I’m a little annoyed that my client apparently didn’t show me this post yesterday.

I’m nominally familiar with utility scale issues and it appears the fault here lie with the lack of regulatory environment in Texas.
There’s a process called “Line Clearing” where utilities send crews to cut down branches or sometimes whole trees if they pose a risk to power lines. Line clearing mostly impacts local circuits. Circuits are neighborhood level, and those power lines are lower than other kinds of power lines. Schedules for line clearing are often set with regulatory bodies, but can be left to utilities to set.

Because line clearing means that crews have to traverse every power line on the grid, it’s often not something that utilities want to do.

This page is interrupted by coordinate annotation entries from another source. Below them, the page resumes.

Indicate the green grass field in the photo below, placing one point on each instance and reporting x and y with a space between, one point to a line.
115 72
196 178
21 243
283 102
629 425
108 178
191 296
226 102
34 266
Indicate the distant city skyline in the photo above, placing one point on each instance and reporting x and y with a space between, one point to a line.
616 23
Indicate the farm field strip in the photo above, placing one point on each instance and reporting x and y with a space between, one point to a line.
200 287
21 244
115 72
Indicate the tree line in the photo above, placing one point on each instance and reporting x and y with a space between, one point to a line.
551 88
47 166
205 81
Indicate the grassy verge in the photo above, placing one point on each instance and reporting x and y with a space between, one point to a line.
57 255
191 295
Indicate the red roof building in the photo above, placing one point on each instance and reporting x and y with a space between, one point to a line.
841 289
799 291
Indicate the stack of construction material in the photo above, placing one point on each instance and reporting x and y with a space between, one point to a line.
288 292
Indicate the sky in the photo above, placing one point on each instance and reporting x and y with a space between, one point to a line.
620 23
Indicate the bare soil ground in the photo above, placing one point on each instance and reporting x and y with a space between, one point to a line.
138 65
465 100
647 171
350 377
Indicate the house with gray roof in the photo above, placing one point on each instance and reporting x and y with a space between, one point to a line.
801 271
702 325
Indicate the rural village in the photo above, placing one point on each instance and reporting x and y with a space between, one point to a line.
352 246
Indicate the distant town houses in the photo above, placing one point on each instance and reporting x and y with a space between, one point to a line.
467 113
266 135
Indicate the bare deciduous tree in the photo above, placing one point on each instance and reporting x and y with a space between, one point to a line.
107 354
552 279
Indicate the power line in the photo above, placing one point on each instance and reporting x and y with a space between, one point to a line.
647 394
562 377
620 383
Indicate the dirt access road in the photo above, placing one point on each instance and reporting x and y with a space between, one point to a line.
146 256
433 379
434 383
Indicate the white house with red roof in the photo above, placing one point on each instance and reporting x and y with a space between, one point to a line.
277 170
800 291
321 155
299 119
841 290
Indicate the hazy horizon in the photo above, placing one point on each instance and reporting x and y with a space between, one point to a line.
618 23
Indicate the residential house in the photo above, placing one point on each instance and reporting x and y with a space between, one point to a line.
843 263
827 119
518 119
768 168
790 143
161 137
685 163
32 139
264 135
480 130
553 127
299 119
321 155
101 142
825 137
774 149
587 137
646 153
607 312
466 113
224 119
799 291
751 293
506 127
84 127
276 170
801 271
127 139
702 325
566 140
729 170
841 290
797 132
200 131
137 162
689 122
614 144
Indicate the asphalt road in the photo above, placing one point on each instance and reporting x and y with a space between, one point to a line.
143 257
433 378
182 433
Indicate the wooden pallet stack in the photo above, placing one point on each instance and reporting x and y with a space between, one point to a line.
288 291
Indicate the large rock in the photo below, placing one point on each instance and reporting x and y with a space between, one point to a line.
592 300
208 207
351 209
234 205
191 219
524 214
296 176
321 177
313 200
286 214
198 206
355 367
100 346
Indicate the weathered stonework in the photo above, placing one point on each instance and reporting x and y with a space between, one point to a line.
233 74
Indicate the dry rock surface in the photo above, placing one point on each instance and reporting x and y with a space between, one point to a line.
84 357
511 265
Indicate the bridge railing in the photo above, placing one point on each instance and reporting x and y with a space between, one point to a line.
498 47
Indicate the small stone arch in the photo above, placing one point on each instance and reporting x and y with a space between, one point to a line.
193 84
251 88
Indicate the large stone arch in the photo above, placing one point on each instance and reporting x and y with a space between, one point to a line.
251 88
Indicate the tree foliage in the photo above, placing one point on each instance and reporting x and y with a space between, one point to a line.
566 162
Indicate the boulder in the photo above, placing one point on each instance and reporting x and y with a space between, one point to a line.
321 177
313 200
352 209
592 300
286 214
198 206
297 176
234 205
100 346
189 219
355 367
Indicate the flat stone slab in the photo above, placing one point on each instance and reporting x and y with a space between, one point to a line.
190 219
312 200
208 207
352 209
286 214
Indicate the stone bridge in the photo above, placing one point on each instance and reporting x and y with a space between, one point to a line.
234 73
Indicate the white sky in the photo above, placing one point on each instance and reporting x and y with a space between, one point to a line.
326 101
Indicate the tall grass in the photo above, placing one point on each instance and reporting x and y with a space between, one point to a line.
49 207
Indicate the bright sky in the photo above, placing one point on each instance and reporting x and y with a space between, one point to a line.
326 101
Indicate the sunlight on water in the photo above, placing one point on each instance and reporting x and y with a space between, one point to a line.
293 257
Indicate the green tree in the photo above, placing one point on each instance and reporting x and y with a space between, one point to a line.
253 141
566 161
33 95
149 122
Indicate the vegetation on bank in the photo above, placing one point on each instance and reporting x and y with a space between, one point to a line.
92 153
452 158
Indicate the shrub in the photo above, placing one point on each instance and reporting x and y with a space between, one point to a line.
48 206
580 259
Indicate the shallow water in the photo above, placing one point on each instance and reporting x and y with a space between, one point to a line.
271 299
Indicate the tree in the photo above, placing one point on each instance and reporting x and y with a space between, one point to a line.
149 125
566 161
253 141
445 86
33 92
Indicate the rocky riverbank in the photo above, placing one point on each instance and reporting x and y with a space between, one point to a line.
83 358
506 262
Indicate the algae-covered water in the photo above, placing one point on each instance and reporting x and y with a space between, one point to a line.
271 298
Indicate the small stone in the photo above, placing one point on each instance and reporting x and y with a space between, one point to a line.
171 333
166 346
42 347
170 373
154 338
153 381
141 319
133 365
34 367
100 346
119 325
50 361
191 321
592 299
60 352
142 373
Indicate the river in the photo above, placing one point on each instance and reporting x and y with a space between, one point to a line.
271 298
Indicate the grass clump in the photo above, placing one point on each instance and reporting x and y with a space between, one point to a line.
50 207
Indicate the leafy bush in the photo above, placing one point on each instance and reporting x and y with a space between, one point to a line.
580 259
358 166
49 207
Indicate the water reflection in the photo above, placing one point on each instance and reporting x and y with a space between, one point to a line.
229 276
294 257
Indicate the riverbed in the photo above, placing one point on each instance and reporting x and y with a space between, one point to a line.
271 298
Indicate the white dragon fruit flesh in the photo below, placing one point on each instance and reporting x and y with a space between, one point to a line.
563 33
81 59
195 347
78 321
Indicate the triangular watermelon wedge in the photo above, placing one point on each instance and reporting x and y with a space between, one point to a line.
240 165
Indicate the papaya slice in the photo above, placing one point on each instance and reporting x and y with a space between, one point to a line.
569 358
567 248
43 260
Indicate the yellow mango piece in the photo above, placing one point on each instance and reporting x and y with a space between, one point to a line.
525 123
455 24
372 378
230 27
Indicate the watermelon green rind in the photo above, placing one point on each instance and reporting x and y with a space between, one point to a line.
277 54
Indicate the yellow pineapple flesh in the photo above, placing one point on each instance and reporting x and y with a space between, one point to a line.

If given a say in the regulatory process or left to their own devices, they’ll opt for as long of a span between line clearings as possible.

What’s that mean, now that I’ve written so much? Well, it means that when big storms come through, the failure point isn’t necessarily the transmission lines or the power stations. It’s the local lines, disconnecting individual houses, streets, or entire neighborhoods. Instead of a few fixes here and there to get the grid back up, it’s a lot of fixes everywhere, which is time consuming and expensive. It means that ‘everyday’ failures are more common as trees can rot out and randomly collapse.
And, sure - those everyday fixes are relatively easy to deal with individually, but in a situation where a lot of those issues accumulate at once, they can cause other, more serious issues on the grid, as well as creating a massive backlog to work through.

It’s sort of a foundational regulatory problem that seems to not have been addressed. A lot of midwestern states can bear wind storms with minimal problems - because their grid standards are written with lots of wet snow in mind.

Which is all to say, it’s supply, demand, delivery, and all the trappings therein, too.
I think on those grounds, criticism of Texas’ grid stands.